Disasters like this are an opportunity for a well-run community hospital to show its stuff. Twenty-two surgeries were performed at Freeman on the night of the tornado; 135 local physicians sprung into action and more than 1,700 patients were treated in the next few days. The Red Cross, FEMA and any number of good Samaritans can come into town, but there is something special about local people helping local people. The best side of everyone comes out.
St. John's is still operating out of a temporary facility, but a new hospital will be built. Freeman continues to reach out to the community, opening a digestive health center just two months after the tornado and starting a "health academy" to help local kids prepare for healthcare jobs.
When a community hospital closes, people lose a major employer and have to drive many miles to an unfamiliar city for care. My family has a summer place in Detroit Lakes, Minn. If 87-bed St. Marys Regional Health Center were not there, people would have to drive 60 miles to Fargo, N.D. But St. Marys is still alive and strong because it is loved and respected. The doctors and nurses were efficient and friendly every time I've been there. It is pleasure to see people who truly love their work and make a difference in their community.
In Naples, Fla., where my family vacations in the winter, Naples Community Hospital is a much larger institution, with 681 beds, but it is still remarkably local. A friend of mine, a retired CEO of a specialty hospital in the Northeast, recently had emergency surgery there and raved about the professional standards and personal attention. "The care I received was first rate and the attitude of everyone in the hospital seems to be totally focused on patient care," he said. "If they had not performed surgery on me when they did, I wouldn't be here to talk about my experience."
As healthcare evolves, community hospitals are going to contend with growing challenges to deliver superior care, but it is still possible for them to succeed, provided they carry out some crucial strategies:
1. Align closely with physicians. Maintaining a great relationship with physicians is key to favorable payor contracts, successful quality initiatives and an improved cost structure.
2. Affiliate with a large system. Specialists rotating through the community hospital from a far-off academic medical center create a win-win situation: the community hospital gains physicians it could never have recruited on its own, and the AMC establishes a pipeline for new patients.
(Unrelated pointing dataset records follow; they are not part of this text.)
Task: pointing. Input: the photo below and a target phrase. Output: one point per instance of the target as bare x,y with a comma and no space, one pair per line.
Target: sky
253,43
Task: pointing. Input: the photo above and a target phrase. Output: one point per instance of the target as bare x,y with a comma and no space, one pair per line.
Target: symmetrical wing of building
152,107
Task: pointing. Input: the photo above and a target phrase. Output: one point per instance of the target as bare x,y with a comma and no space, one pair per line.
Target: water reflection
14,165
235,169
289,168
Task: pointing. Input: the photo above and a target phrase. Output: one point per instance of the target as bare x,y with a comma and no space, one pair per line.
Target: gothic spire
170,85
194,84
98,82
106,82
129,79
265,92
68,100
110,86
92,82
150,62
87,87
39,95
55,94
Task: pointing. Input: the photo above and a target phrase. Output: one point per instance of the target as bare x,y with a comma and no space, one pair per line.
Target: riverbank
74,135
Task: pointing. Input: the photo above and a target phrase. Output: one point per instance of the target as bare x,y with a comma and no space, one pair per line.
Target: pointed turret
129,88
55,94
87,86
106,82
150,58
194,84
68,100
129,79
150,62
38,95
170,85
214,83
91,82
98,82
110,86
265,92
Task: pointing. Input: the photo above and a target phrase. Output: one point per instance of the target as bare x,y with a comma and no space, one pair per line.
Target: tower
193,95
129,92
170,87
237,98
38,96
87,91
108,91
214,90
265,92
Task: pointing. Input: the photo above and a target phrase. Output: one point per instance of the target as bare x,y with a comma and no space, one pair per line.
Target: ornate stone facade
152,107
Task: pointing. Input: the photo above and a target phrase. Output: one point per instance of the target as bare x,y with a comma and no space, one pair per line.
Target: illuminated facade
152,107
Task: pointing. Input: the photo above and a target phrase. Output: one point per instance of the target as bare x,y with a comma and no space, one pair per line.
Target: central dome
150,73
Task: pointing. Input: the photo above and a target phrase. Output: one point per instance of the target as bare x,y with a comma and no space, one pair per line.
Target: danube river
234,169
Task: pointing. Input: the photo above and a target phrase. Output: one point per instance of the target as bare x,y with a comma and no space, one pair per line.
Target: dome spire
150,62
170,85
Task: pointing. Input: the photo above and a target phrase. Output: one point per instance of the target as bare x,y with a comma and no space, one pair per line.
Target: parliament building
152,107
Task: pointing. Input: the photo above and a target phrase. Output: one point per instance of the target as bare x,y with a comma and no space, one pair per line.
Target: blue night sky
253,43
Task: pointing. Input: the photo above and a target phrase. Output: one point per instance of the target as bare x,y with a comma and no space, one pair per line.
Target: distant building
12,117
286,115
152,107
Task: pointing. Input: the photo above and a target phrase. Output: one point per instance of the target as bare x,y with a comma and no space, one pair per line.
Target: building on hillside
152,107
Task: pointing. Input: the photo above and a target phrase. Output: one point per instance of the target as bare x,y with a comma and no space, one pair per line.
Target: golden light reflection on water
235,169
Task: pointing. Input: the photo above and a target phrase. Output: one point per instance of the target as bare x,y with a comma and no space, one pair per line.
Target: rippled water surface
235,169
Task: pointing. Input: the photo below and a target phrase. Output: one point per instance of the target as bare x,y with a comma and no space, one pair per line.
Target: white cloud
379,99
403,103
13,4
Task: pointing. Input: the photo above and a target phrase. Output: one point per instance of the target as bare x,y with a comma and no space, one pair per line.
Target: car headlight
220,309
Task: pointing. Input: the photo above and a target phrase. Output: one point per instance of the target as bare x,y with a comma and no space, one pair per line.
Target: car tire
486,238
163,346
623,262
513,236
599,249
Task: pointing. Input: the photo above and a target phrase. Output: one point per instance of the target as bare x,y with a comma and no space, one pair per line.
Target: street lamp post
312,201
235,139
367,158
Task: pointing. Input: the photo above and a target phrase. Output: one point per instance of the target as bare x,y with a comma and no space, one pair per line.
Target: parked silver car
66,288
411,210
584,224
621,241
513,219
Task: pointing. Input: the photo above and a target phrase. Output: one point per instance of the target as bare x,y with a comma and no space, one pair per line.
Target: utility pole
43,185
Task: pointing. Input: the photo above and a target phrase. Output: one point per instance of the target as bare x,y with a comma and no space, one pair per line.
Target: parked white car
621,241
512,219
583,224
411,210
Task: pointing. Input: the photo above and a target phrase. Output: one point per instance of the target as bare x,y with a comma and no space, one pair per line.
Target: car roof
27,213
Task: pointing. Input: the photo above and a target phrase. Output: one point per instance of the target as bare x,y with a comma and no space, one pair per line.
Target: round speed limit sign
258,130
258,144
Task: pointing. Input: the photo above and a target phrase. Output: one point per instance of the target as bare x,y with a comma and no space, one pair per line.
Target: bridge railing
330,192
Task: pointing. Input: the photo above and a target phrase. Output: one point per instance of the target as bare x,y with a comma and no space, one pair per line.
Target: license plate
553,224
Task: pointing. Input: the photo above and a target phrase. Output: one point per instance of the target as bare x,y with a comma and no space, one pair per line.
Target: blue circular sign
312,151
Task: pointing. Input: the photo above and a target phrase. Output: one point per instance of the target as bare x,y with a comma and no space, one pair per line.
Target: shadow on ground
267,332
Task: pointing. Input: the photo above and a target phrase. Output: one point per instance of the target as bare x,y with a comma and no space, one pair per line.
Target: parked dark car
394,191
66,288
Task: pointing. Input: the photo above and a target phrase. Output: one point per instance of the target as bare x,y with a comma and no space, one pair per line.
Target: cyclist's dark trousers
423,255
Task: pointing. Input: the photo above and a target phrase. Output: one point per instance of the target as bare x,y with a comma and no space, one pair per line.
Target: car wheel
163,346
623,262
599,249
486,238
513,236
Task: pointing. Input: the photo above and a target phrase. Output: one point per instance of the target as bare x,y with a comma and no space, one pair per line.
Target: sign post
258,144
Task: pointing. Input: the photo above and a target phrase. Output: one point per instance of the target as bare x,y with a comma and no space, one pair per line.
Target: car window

3. Engage the community. Keep a high profile by holding community meetings, producing newsletters and articles in community newspapers, and working with community-based organizations.
4. Get community feedback. Gather community members' views through meetings and focus groups to identify ways to improve programs and expose service gaps.
5. Become the healthcare hub for the community. Become indispensible to the community by steps such as holding prevention classes, building a fitness center and partnering with existing ventures in the community.